Когда так плакал я, считая себя в одиночестве, на балконе замка фон Веллен, моего плеча вдруг коснулась рука, и я, подняв голову, увидел, что ко мне подошел сам граф. Хотя и был он меня моложе, но, с какой-то отеческой заботливостью, он обнял меня за стан и повел по галерее, осторожно и дружески спрашивая, в чем мое горе, обижен ли я кем-либо из его людей или у меня неудачи в личной жизни. Смущенный и пристыженный, я поборол свое волнение и ответил графу, что скорбь моя привезена мною вместе с поклажей и что я не могу жаловаться ни на что в замке. Граф, однако, не хотел меня оставить, и мы продолжали разговор, гуляя взад и вперед по балкону.
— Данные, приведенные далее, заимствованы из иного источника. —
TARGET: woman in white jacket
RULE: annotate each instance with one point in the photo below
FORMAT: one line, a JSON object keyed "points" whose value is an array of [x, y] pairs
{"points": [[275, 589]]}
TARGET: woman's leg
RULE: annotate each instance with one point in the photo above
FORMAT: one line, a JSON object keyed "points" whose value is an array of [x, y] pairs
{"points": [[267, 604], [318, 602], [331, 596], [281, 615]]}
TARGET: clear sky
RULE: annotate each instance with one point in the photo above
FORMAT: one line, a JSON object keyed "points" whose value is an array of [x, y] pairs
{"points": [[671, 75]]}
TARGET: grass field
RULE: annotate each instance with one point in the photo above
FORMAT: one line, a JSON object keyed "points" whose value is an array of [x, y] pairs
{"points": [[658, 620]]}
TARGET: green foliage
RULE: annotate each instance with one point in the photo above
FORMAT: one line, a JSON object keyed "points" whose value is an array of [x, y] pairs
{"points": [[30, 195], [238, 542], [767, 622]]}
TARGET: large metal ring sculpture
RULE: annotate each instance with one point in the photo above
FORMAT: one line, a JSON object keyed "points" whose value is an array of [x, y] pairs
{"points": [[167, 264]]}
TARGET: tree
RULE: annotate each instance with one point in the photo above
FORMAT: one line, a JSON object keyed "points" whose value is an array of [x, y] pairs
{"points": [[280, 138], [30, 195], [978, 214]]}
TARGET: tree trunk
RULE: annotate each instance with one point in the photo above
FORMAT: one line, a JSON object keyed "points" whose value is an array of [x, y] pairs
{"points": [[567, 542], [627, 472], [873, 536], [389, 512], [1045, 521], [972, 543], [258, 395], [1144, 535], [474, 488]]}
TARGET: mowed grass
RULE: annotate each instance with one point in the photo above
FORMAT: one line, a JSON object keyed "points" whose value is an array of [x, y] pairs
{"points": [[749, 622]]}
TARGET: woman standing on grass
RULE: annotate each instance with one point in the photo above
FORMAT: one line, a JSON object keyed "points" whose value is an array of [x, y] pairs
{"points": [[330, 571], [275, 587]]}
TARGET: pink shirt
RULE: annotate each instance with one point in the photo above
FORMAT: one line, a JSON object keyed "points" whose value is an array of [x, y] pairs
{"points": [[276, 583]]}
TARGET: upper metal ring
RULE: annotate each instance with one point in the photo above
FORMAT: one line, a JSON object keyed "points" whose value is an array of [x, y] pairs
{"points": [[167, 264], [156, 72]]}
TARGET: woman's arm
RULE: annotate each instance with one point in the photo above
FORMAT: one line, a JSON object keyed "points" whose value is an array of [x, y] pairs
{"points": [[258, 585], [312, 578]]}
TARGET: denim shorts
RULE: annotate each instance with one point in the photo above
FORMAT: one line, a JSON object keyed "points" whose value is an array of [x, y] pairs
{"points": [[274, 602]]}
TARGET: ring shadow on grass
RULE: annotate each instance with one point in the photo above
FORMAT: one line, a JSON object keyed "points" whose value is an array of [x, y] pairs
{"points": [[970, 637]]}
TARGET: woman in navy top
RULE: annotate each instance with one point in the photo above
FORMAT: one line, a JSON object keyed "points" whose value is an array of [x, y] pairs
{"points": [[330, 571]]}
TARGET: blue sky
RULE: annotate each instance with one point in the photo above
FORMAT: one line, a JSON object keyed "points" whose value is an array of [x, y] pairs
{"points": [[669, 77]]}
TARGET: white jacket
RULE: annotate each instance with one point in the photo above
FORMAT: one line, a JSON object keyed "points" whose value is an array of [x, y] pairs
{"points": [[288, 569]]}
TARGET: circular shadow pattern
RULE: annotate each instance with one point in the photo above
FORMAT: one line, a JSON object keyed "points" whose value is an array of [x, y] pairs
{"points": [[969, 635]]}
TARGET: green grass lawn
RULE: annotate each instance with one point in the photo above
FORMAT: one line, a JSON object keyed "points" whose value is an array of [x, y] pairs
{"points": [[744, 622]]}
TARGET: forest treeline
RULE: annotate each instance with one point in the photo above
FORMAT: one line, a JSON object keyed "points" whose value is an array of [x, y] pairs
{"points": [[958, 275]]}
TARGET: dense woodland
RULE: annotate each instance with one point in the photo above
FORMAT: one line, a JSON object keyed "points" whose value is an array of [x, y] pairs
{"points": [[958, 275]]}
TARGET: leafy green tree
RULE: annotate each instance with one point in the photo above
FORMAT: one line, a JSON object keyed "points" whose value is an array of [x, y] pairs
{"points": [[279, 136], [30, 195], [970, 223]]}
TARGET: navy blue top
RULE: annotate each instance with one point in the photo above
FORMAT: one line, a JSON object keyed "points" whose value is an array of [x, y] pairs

Вскоре я должен был объяснить, что не принадлежу к свите доктора Фауста, но познакомился с ним лишь три дня назад, и это очень расположило графа в мою пользу. В то же время речи графа, в которых, может быть с излишней, я бы сказал меркуриальной, живостью переливалось хорошее образование, им полученное, заставили меня забыть о его вчерашнем участии в насмешках над нами и позволили мне отнестись к нему с доверием. И когда, слово за словом, объяснилось, что у нас с ним есть общие любимцы в мире авторов и книг, и он немедля предложил мне показать свою библиотеку, я не нашел ни причин, ни поводов, чтобы отказаться.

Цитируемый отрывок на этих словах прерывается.